On the Development of a Technique to Isolate Newly Recycled Synaptic Vesicles for the Purpose of Studying the Mechanism of Action of the Anticonvulsant Drug Levetiracetam

Abstract

Levetiracetam (lev) is a clinically used anti-epileptic drug. In contrast to traditional anti-epileptic drugs that target ion channels or GABAergic neurotransmission in order to globally depress synaptic activity, lev appears to have an activity-dependent effect. Lev binds the synaptic vesicle protein SV2 to depress synaptic transmission via an unknown mechanism. It was discovered that the depressive effect of lev on neurotransmission in cultured neurons was only apparent after high frequency stimulus trains.
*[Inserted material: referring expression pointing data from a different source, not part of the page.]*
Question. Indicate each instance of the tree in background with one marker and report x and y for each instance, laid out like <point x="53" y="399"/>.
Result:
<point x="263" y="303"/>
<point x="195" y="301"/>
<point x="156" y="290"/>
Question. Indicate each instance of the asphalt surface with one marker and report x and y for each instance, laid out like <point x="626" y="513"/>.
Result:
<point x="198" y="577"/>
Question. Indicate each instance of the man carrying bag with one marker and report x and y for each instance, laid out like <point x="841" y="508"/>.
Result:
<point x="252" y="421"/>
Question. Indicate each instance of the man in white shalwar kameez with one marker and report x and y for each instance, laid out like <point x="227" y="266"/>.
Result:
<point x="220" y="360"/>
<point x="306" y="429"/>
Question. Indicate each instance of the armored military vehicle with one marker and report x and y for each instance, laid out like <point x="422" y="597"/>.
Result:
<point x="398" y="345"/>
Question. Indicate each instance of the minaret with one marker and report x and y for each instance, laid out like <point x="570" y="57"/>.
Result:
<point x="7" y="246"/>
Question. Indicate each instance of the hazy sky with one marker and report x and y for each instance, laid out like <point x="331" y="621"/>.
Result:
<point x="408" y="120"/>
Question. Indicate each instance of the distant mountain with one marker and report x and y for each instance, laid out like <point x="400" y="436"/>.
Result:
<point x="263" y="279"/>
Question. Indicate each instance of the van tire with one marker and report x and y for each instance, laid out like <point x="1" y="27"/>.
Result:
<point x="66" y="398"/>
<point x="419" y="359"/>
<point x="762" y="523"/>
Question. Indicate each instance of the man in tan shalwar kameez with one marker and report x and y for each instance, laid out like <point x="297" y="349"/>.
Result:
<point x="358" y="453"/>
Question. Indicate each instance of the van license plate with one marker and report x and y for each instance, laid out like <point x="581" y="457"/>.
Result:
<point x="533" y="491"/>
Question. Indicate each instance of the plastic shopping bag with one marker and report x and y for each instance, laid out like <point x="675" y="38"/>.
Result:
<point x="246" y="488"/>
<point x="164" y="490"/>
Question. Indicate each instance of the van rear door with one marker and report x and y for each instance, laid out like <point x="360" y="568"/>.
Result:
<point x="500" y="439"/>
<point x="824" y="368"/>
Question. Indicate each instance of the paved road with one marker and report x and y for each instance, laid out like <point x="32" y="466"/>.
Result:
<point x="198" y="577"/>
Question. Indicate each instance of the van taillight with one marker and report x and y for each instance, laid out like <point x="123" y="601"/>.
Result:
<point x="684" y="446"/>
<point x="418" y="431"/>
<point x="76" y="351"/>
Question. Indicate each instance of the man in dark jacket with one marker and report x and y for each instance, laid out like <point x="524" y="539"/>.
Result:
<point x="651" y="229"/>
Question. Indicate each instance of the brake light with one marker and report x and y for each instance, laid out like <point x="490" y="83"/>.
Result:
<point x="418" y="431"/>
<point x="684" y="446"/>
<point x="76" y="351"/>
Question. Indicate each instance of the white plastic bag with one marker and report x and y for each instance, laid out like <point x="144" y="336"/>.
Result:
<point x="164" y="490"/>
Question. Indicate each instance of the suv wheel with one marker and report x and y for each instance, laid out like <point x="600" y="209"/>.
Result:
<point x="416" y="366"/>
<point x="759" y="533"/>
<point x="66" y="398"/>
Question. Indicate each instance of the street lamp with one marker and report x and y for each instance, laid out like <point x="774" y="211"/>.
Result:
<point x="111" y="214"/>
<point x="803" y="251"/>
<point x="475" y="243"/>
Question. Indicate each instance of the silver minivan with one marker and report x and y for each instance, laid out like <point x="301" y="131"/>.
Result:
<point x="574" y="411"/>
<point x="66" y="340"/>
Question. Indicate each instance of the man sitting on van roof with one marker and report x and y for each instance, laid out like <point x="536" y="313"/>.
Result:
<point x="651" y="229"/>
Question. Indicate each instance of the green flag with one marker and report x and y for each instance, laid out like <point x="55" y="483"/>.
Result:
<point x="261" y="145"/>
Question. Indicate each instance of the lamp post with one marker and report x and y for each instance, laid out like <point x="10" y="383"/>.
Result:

This observation has been interpreted to indicate that vesicle fusion is required for lev to reach the SV2A present in vesicles, but this hypothesis does not account for the fact that lev is equally soluble in chloroform and water and has been demonstrated to be membrane permeable. We propose that vesicles must be recycled in order for lev to act because it changes protein trafficking. Lev’s target, SV2A, has been shown to play a role in protein trafficking during the recycling of synaptic vesicles. SV2 content in synaptic vesicles has been shown to be tightly regulated; exactly 5 copies are present in greater than 95% of vesicles, consistent with it being a potential nucleator of endocytosis. Furthermore, SV2 contains a domain that interacts with multiple clathrin adaptor proteins, and altering expression or a binding site can influence the sorting of synaptotagmin, a synaptic calcium sensor, into vesicles. To test the hypothesis that lev alters protein trafficking in synaptic vesicles via an interaction with SV2A, I aim to studying the composition of recycling synaptic vesicles in the presence and absence of levetiracetam. To do this, I will characterize and vet a protocol under development in the Bajjalieh lab that uses a recently developed class of dynamin inhibitors to trap vesicles in the process of endocytosis. Preliminary data indicates that we are able to isolate synaptosomes; depolarize them in the presence of a dynamin inhibitor, which traps recycling vesicles on the plasma membrane; isolate trapped vesicles via density centrifugation; and release vesicles from the plasma membrane with purified dynamin and GTP. Western blot analysis of these released vesicles suggests that lev changes the stoichiometry of vesicle proteins, supporting an effect on trafficking.